Quand on apprécie une association, on hésite à la critiquer. Aussi, cet article a bien failli ne pas voir le jour. Mais suite à quelques demandes de conseils à des sauveteurs en mer, il nous a paru important de parler de ce cas et de le généraliser pour faire évoluer les automatismes des administrations perceptrices de dons.

Dans un courrier daté du 16 septembre, la responsable des relations donateurs de la SNSM renvoie son chèque en breton à un donateur en expliquant que « ce don n’a pu être enregistré car ce chèque est en breton et notre banque n’accepte pas le dialecte ». Elle invite notre camarade à « refaire un chèque en euro » (sic). Répondant à ce courrier le 23 septembre, H. estime avoir été « blessé » par cette lettre. « Quand on fait appel à la générosité du public, il est particulièrement inélégant de refuser un don pour des raisons idéologiques », explique-t-il. Avant d’ajouter : « Il serait intéressant de connaître le nom de la banque dont l’employé est incapable de se renseigner sur le contexte juridique de la possibilité de libeller des chèques dans une des langues régionales de France, incapable de demander au CMB s’il honore les chèques établis par un de ses sociétaires sur les formules qu’il lui a fournies et incapable, s’il l’avait seulement souhaité, de consulter un des nombreux dictionnaires breton-français en ligne sur internet ou de s’adresser à l’Office Public de la Langue Bretonne, pour savoir si « tri-ugent » veut bien dire « soixante ». On ne refuse pas quelque chose sans argument ». Bien entendu, l’utilisation du terme « dialecte » a également heurté notre camarade : « Le Robert donne de dialecte la définition suivante : « variété régionale d’une langue ». Si vous pouviez m’indiquer de quelle langue le breton est une variété régionale, je serais heureux de la connaître ». Enfin, il précise que son chèque était bel et bien libellé en euros !

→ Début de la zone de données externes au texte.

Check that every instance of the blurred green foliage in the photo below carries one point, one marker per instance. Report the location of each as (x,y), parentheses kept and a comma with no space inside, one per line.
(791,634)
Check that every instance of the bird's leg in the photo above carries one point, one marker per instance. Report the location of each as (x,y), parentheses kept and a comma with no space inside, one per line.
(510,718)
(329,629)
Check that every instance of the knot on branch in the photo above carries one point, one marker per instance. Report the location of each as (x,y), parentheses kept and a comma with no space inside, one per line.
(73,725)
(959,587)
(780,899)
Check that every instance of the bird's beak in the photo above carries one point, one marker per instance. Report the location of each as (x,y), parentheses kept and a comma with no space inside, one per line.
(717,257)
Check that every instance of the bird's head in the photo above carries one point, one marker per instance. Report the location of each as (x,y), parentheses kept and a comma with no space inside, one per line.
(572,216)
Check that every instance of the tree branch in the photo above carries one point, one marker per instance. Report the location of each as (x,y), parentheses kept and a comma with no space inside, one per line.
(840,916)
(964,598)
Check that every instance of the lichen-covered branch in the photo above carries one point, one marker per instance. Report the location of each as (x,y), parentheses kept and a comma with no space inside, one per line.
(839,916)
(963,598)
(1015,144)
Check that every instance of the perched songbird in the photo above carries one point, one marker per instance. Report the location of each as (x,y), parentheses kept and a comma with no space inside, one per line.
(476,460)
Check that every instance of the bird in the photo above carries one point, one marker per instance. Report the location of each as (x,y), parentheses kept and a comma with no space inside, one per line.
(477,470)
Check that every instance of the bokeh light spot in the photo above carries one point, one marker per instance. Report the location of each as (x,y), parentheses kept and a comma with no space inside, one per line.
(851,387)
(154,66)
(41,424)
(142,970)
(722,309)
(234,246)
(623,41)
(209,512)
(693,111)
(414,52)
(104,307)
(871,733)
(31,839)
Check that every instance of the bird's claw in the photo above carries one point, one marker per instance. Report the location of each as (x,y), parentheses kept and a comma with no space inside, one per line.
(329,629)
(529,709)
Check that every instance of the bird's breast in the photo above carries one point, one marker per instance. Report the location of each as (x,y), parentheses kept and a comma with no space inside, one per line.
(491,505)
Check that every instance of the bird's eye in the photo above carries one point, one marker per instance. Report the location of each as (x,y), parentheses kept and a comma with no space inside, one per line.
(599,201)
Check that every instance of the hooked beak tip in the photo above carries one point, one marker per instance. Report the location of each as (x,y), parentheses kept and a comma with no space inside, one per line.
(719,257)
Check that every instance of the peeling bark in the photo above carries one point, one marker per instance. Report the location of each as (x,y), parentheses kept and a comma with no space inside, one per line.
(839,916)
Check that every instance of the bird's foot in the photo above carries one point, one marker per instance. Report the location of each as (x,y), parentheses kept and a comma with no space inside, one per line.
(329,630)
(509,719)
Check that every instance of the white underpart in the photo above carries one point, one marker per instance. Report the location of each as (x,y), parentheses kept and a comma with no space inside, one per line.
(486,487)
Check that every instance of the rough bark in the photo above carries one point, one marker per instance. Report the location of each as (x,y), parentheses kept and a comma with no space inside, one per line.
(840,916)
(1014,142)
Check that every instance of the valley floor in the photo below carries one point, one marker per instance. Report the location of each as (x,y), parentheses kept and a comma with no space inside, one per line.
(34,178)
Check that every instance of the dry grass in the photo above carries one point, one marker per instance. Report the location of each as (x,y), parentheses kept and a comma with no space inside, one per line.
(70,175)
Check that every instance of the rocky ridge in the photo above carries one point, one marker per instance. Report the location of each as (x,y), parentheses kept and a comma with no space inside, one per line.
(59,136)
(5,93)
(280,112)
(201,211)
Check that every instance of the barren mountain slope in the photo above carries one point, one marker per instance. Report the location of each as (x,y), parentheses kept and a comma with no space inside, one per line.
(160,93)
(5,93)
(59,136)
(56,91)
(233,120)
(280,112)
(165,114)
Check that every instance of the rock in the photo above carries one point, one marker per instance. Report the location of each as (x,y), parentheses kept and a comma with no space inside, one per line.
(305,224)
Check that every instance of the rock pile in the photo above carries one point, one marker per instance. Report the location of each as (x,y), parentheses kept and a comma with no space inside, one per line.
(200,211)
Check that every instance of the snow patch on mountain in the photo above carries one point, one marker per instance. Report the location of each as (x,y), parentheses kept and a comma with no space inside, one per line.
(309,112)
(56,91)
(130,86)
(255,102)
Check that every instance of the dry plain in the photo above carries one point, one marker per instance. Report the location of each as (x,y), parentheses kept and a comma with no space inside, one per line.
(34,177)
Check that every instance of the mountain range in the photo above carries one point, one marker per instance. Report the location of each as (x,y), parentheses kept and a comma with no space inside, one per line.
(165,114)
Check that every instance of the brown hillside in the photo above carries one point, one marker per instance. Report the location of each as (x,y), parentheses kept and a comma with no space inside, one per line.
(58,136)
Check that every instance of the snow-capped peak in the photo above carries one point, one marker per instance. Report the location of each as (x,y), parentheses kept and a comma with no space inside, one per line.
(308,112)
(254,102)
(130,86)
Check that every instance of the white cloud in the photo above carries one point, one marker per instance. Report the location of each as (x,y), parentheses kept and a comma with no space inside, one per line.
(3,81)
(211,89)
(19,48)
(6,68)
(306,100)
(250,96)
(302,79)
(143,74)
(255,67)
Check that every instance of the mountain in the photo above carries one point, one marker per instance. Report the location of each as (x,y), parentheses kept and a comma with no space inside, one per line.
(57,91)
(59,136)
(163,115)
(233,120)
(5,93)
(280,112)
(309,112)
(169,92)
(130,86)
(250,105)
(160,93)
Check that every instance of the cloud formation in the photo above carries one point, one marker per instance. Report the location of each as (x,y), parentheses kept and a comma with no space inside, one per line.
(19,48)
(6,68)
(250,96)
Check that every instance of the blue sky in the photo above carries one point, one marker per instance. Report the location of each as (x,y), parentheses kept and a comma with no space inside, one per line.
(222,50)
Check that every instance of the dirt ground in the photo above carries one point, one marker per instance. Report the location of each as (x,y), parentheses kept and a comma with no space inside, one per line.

Pour G., membre de l’UDB et sauveteur en mer lui-même, « ce n’est pas de la SNSM dont il est question, mais de son service communication. C’est sa relation aux donateurs. Critiquer est quelque chose d’essentiel pour la SNSM si cette attitude lui fait perdre les dons ». En effet, les plus grosses associations disposent toutes de service « donateurs » qui ne sont pas toutes au fait de la vie de la langue bretonne. Aussi, on peut plaider l’ignorance et fournir quelques explications à celles d’entre elles qui seraient confrontées à ce type de chèques issus du Crédit Mutuel de Bretagne (Arkéa) ou du Crédit Agricole du Finistère : aucun article de loi ne précise que la langue écrite doit l’être en français. C’est donc le montant en chiffre qui prévaut. Or, « 60 » s’écrit « 60 » en breton ! Dès lors que la somme en chiffres est lisible, aucune banque ne peut refuser un chèque en breton. Un commerçant peut en revanche refuser des chèques (en breton ou non) à partir d’un certain montant ou au moyen d’une affichette visible dans son établissement (mais on n’a jamais vu aucun commerçant refuser explicitement les chèques en breton). Deux éléments de jurisprudence fournis par l’Office Public de la Langue Bretonne peuvent être opposés aux banques qui refuseraient d’encaisser un chèque en breton : l’arrêt Bernard de la cour de cassation de Paris en date du 3 juin 1986, l’avis du Procureur de la République du tribunal de Vannes du 21 février 1992.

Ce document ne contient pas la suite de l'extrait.